# Is there a multi-Gaussian version of the Mahalanobis distance ?

Let's say we are in an $N$-dimensional space and that we have a large set of data. The distribution of this $N$-dimensional point cloud can be modeled by a multivariate Gaussian mixture model (estimated using the EM algorithm).

Now, given two data points $x$ and $y$ from my dataset, which distance can-I use to evaluate the closeness of these two points given the global distribution ?

In the case of a single Gaussian, I think that the Mahalanobis distance would be a natural choice, but when the global distribution is known to be non-Gaussian and a GMM is used to model the data, we end-up with $K$ different covariance matrices (one for each Gaussian).

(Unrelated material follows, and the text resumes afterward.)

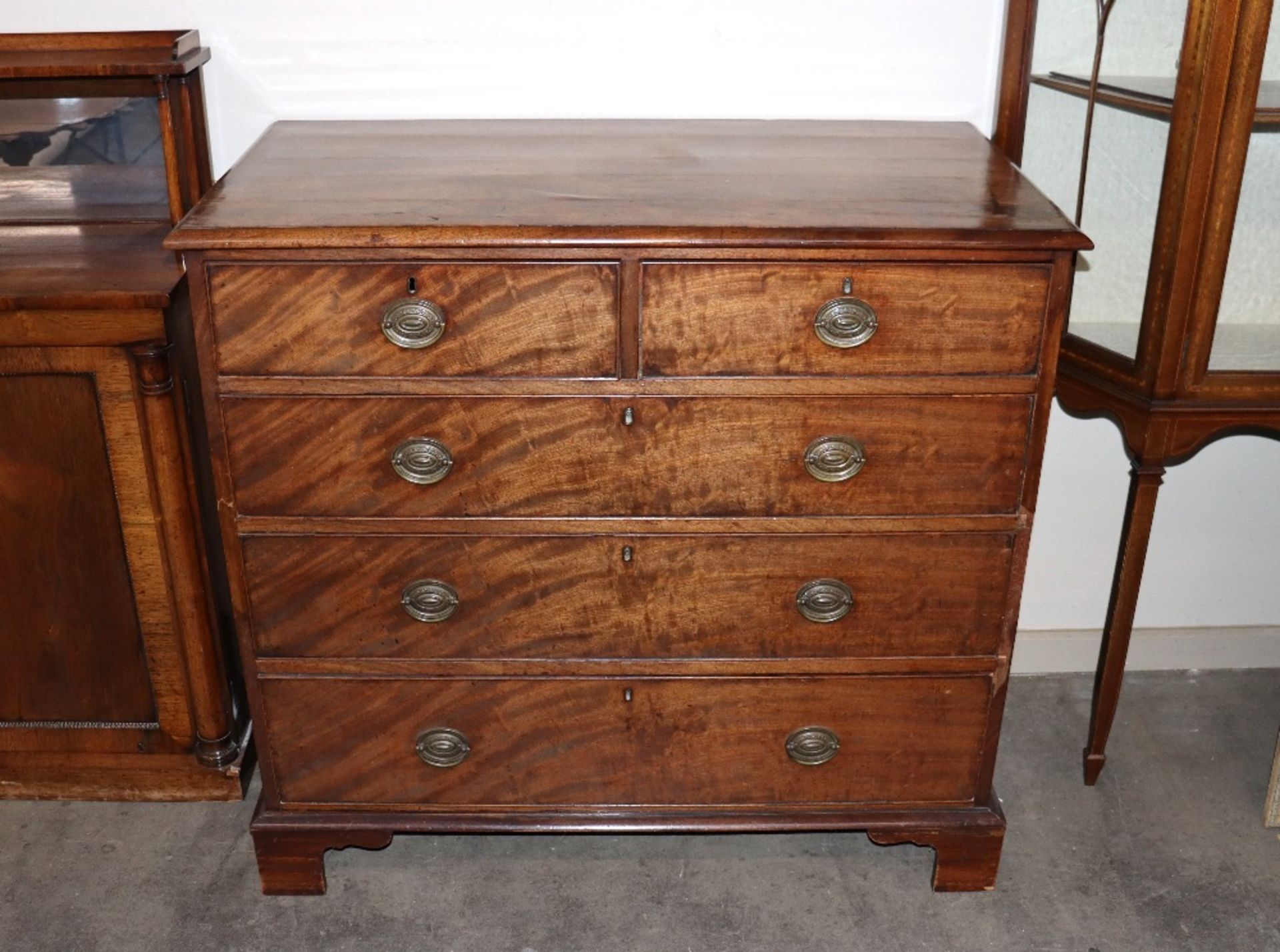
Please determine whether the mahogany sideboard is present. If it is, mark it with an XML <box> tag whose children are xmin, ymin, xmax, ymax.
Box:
<box><xmin>168</xmin><ymin>121</ymin><xmax>1088</xmax><ymax>893</ymax></box>
<box><xmin>0</xmin><ymin>31</ymin><xmax>248</xmax><ymax>800</ymax></box>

Should I compute $K$ Mahlanobis distances (one for each covariance matrix) then do a weighted sum using the posterior probabilities over the Gaussians ? Something like this maybe :

$$dist(x,y)=\sum_{i=1}^K \frac{\gamma_i(x)+\gamma_i(y)}{2} \sqrt{(x-y)^T\Sigma_i^{-1}(x-y)}$$

where $\Sigma_i$ is the covariance matrix of the $i$-th Gaussian and $\gamma_i(x)$ is the posterior probability of the vector $x$ with respect to the Gaussian $i$.

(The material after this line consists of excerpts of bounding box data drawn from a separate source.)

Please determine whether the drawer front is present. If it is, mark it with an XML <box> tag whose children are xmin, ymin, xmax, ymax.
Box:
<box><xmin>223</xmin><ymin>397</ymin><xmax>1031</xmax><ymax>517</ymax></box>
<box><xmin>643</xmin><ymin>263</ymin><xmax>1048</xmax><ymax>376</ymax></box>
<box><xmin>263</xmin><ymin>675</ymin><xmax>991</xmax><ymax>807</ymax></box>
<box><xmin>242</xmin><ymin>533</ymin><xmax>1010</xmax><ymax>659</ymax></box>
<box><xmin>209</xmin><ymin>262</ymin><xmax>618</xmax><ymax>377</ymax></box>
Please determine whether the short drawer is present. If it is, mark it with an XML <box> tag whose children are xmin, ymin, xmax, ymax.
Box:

Any suggestions ? Thanks !

• What do you want to use your "distance" for, and at what phase of the modeling, "solution", or model results analysis process do you wish to use it? There are a lot of papers floating around addressing use of Mahalanobis Distance within multiple cluster situations, such as mixture models. A little Googling may serve you well. Commented May 10, 2016 at 17:14
• This might be a good question. If you explain why you need it. Why, for example, just a Euclidean distance won't suit... You see, Mahalanobis distance is Euclidean distance corrected for the "curvature" (so to speak) of the space induced by the correlatedness of the dimensions. With more than one gaussians, more than one "curved" alternative spaces exist. In this context, what is your purpose then? Commented May 10, 2016 at 17:19
• Thanks for your responses. Actually, I want to use topological data analysis (TDA) to analyse a large amount of data and such techniques rely on "lenses" which are real valued functions used to described data. Based on this measure, a simplicial complex is built to describe the topological stricture of data. After a little research, I found what I was looking for, a paper called "Deriving cluster analytic distance functions from gaussian mixture models" which proposes Mahalanobis-like distance for GMMs. Commented May 11, 2016 at 8:52

## 2 Answers

After a little research, I found what I was looking for, a paper called "Deriving cluster analytic distance functions from gaussian mixture models" which proposes an extension of the Mahalanobis distance in the context of multi-modal data (a GMM representation) using Fisher Kernel method and other techniques.

I know this is several years ago, but I wanted to point out that it is possible (given some data) to estimate the Kullback-leibler divergence between two GMMs. Depending on your goal, this may prove a very elegant approach.